If the hierarchy is large enough and the stat data hasn't been read
recently, it may take a while to accumulate all the stat data even for
one cpu in cgroup_stat_flush_locked(). So I think it will make more
sense to use regular spinlock_t instead of raw_spinlock_t.

> +
> +static struct cgroup_cpu_stat *cgroup_cpu_stat(struct cgroup *cgrp, int cpu)
> +{
> + return per_cpu_ptr(cgrp->cpu_stat, cpu);
> +}
> +
> +/**
> + * cgroup_cpu_stat_updated - keep track of updated cpu_stat
> + * @cgrp: target cgroup
> + * @cpu: cpu on which cpu_stat was updated
> + *
> + * @cgrp's cpu_stat on @cpu was updated. Put it on the parent's matching
> + * cpu_stat->updated_children list.
> + */
> +static void cgroup_cpu_stat_updated(struct cgroup *cgrp, int cpu)
> +{
> + raw_spinlock_t *cpu_lock = per_cpu_ptr(&cgroup_cpu_stat_lock, cpu);
> + struct cgroup *parent;
> + unsigned long flags;
> +
> + /*
> + * Speculative already-on-list test. This may race leading to
> + * temporary inaccuracies, which is fine.
> + *
> + * Because @parent's updated_children is terminated with @parent
> + * instead of NULL, we can tell whether @cgrp is on the list by
> + * testing the next pointer for NULL.
> + */
> + if (cgroup_cpu_stat(cgrp, cpu)->updated_next)
> + return;
> +
> + raw_spin_lock_irqsave(cpu_lock, flags);
> +
> + /* put @cgrp and all ancestors on the corresponding updated lists */
> + for (parent = cgroup_parent(cgrp); parent;
> + cgrp = parent, parent = cgroup_parent(cgrp)) {
> + struct cgroup_cpu_stat *cstat = cgroup_cpu_stat(cgrp, cpu);
> + struct cgroup_cpu_stat *pcstat = cgroup_cpu_stat(parent, cpu);
> +
> + /*
> + * Both additions and removals are bottom-up.
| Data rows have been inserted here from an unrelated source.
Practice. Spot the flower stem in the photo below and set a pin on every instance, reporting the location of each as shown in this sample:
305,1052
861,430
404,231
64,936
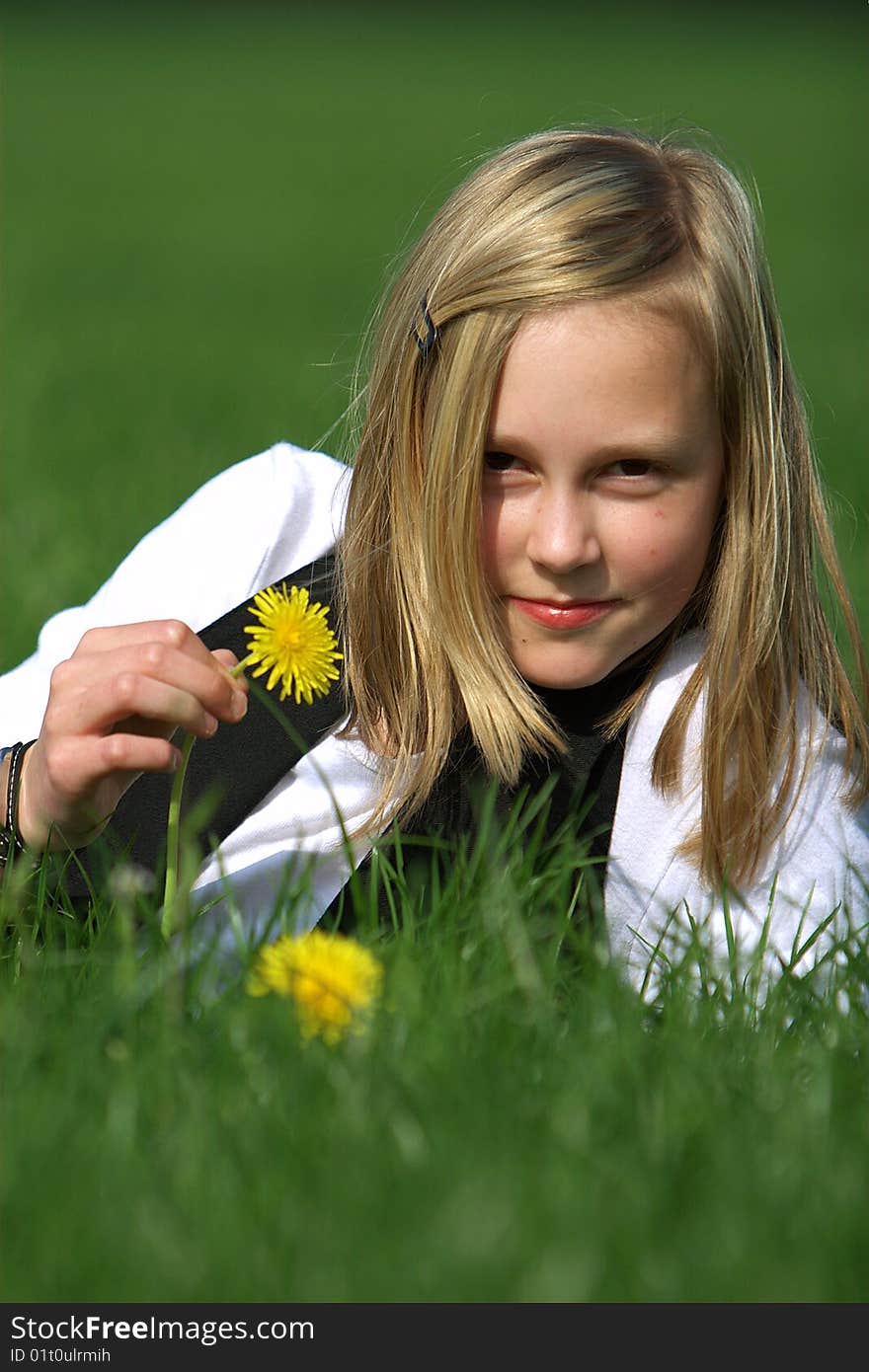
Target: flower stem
173,840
If a cgroup
> + * is already in the tree, all ancestors are.
> + */
> + if (cstat->updated_next)
> + break;
> +
> + cstat->updated_next = pcstat->updated_children;
> + pcstat->updated_children = cgrp;
> + }
> +
> + raw_spin_unlock_irqrestore(cpu_lock, flags);
> +}
> +
> +/**
> + * cgroup_cpu_stat_next_updated - iterate cpu_stat updated tree
> + * @pos: current position
> + * @root: root of the tree to traversal
> + * @cpu: target cpu
> + *
> + * Walks the udpated cpu_stat tree on @cpu from @root. %NULL @pos starts
> + * the traversal and %NULL return indicates the end. During traversal,
> + * each returned cgroup is unlinked from the tree. Must be called with the
> + * matching cgroup_cpu_stat_lock held.
> + *
> + * The only ordering guarantee is that, for a parent and a child pair
> + * covered by a given traversal, if a child is visited, its parent is
> + * guaranteed to be visited afterwards.
> + */
> +static struct cgroup *cgroup_cpu_stat_next_updated(struct cgroup *pos,
> + struct cgroup *root, int cpu)

This function is trying to unwind one cgrp from the updated_children and
updated_next linkage. It is somewhat like the opposite of
cgroup_cpu_stat_updated(). I just feel like its name isn't intuitive
enough to convey what it is doing. Maybe use name like
cgroup_cpu_stat_unlink_one() to match cgroup_cpu_stat_flush_one().

Cheers,
Longman